In some respects, health care in the islands is the envy of the nation, as Hawaii is frequently ranked among the healthiest states. That’s due in large part to a 45-year-old state law — the Prepaid Health Care Act — that requires employers to provide subsidized insurance plans to anyone working as few as 20 hours a week. Federal law kicks in at 30 hours.
In other respects, though, Hawaii is no different from any other state in that projections for the cost and demand for health care are rising. Fast. In response, Hawaii Medical Service Association (HMSA) — the state’s largest health care insurer, controlling about 70% of the commercial market — conducted a 2016-17 pilot initiative through which it changed how it pays primary care physicians (PCPs).
In place of the conventional fee-for-service model, it offered “payment transformation,” a monthly per-patient flat-rate, along with extra money for the sickest patients and incentives for doctors to meet certain quality standards.
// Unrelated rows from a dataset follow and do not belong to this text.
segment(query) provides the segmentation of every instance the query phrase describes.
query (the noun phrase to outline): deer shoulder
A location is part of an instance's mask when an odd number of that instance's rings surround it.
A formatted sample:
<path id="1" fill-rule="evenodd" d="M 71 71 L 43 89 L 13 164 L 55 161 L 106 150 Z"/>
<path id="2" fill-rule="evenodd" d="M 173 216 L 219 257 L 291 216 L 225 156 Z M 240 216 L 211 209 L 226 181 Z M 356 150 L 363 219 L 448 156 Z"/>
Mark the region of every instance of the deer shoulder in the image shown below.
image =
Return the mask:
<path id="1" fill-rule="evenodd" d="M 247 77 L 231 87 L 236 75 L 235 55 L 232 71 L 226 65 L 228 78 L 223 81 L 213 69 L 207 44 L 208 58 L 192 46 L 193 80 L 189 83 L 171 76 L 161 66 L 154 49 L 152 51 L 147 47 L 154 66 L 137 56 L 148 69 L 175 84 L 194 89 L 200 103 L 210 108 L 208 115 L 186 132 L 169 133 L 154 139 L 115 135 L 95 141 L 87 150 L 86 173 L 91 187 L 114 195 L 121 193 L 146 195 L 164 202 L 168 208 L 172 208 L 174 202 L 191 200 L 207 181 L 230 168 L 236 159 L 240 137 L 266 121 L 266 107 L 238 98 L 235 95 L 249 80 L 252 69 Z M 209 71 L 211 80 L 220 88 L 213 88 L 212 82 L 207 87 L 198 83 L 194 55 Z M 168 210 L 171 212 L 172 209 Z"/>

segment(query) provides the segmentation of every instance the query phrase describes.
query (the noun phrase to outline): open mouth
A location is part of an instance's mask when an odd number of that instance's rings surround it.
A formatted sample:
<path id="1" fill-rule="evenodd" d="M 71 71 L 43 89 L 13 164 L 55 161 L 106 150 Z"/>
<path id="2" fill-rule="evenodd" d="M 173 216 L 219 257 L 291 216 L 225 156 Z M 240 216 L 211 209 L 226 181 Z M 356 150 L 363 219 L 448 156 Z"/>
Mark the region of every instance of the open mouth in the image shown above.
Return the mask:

The prestigious Journal of the American Medical Association (JAMA) this month published a study based on data from the pilot year, in which HMSA partnered with 107 doctors on Oahu and Maui. Led by researchers tied to the University of Pennsylvania, the study noted “small improvements in quality and a reduction in PCP visits.”
For HMSA, which rightly views the current status of the American health care system as malfunctioning — increasing in price tag while decreasing in good outcomes — even a glimmer of validation that it’s on track toward something that better aligns payment with desired outcomes is encouraging.
As the insurer is now about midway through a full transition to the flat-fee model, with the move expected to wrap up in 2020-21, it’s clear that more scrutiny is needed. In addressing total cost of care, the study in JAMA found no significant difference in the total cost of care, and noted additional research should size up a larger-scale implementation.
Also, success will hinge on tailoring payment transformation to fit Hawaii’s unique health care needs, which includes contending with a growing shortage of doctors and sets of patients — aging baby boomers among them — poised to need more attentive care.
The flat-fee model is touted as an effort that more effectively links health care costs to value rather than volume. However, generally, the more patients a doctor has, the money he or she gets. The average monthly payment is $24 per patient.
For doctors in high-volume offices that employ care teams as well as technology and innovation to coordinate care for patients, the switch can be liberating, HMSA says. No longer looking to fee-for-services billings to make financial ends meet, those physicians can focus on the sicker patients while deferring routine care and paperwork to other qualified team members.
Conversely, the model could bring trouble to practices with lower patient counts that cannot afford to pay for a care team. The Hawaii Medical Association, which opposes the capitation approach, points out that, due to insurer-imposed payment caps, a single patient with an acute chronic disease could derail a small practice.
That’s particularly concerning given Hawaii’s seemingly never-ending effort to recruit doctors, many of whom presumably start with small practices. Observers say the state’s current doctor shortage is approaching 800, with primary care physicians, especially on neighbor islands, representing up to one-third of the gap.
Since the pilot’s launch, the new model has undergone evaluation based on a triple aim: patient quality, patient experience and the cost of care. This year the insurer added a much-needed fourth element, folding in a focus on provider satisfaction. HMSA and doctors must continue to team up in working toward health care that’s both more affordable and effective.